A light source (typically quartz halogen bulb) is collimated and filtered into specific wavelengths. The filters,
mounted in a rotating wheel, chop the light into a series of pulses of specific wavelength. The filtered beam is
directed onto the surface of the product to be measured. A portion of the light is reflected back to a detector
(usually lead sulfide). Specific wavelengths of light are absorbed by water.
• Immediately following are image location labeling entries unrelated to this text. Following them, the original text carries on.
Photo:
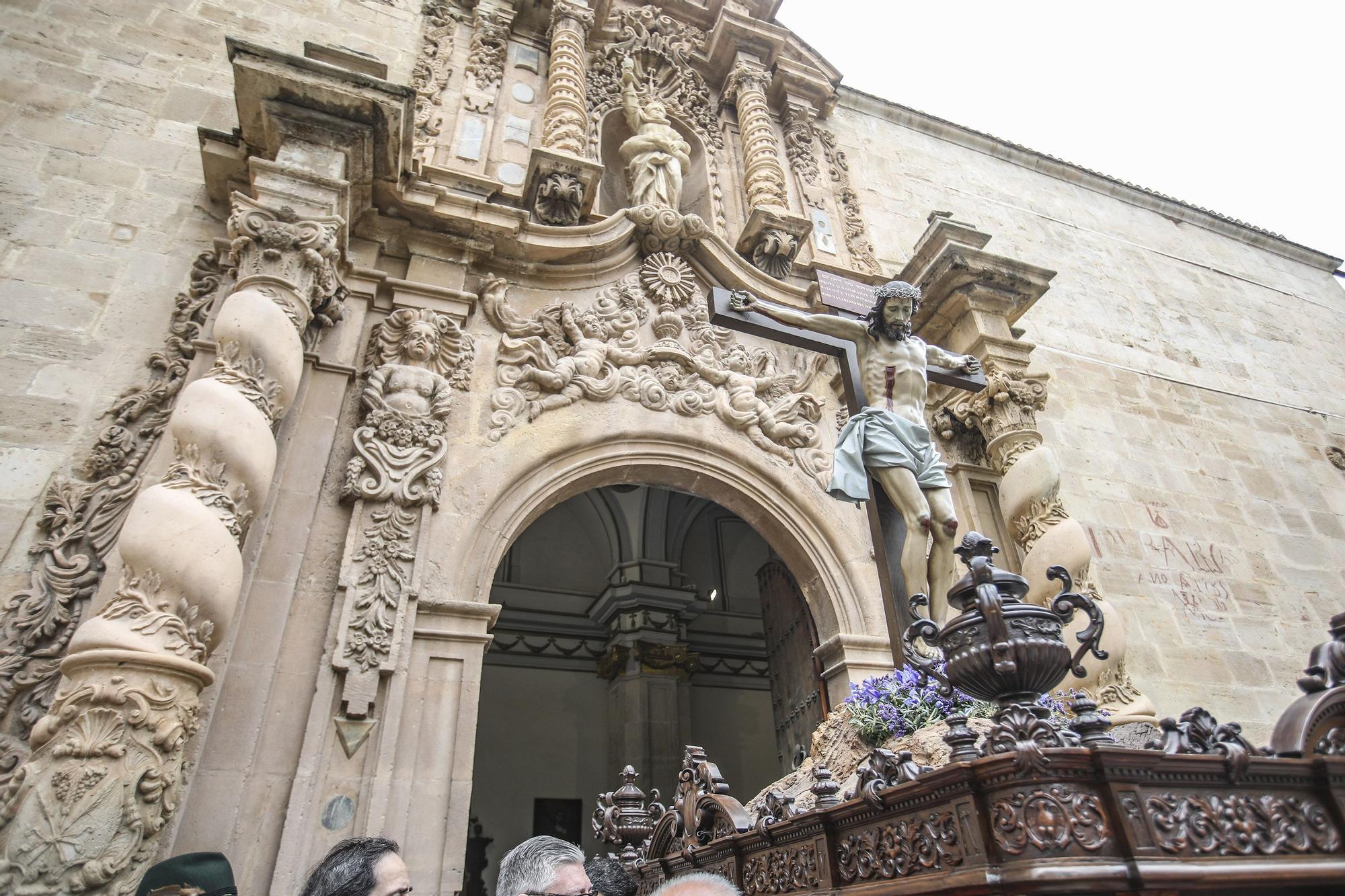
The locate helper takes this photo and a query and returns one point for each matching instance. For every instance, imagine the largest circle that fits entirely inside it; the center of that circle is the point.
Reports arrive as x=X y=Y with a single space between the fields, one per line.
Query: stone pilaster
x=84 y=813
x=773 y=236
x=562 y=184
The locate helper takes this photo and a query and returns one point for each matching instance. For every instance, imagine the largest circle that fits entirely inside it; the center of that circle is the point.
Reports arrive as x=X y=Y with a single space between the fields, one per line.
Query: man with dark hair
x=888 y=439
x=609 y=877
x=360 y=866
If the filters are chosen such that
one wavelength will be absorbed by water (sample beam) and one wavelength will be unaffected by water
(reference beam), then the amplitude ratio of the two reflected wavelengths will be proportionate to the amount
of water in the product. The ratio technique eliminates effects of product distance and source aging.
● Ease of application. Typically mounted 6 to 10 inches above product. Moderate product height
variations have little influence on measurement.
● Small spot measurement area in conjunction with scanning frame provides product profile.
● Specific wavelengths may be chosen to measure variables other than moisture.
17. Neutron Moisture meter
A Neutron moisture meter is a moisture meter utilizing neutron scattering. The meters are most
frequently used to measure the water content in soil or rock. The technique is non-destructive, and is
sensitive to moisture in the bulk of the target material, not just at the surface.
Water, due to its hydrogen content, is an effective neutron moderator, slowing high-energy neutrons.
With a source of high-energy neutrons and a detector sensitive to low-energy neutrons , the detection rate
will be governed by the water content of the soil between the source and the detector. The neutron source
typically contains a small amount of a radionuclide. Sources may emit neutrons during spontaneous
fission, as with californium alternatively, an alpha emitter may be mixed with a light element for a nuclear
reaction yielding excess neutrons, as with americium in a beryllium matrix.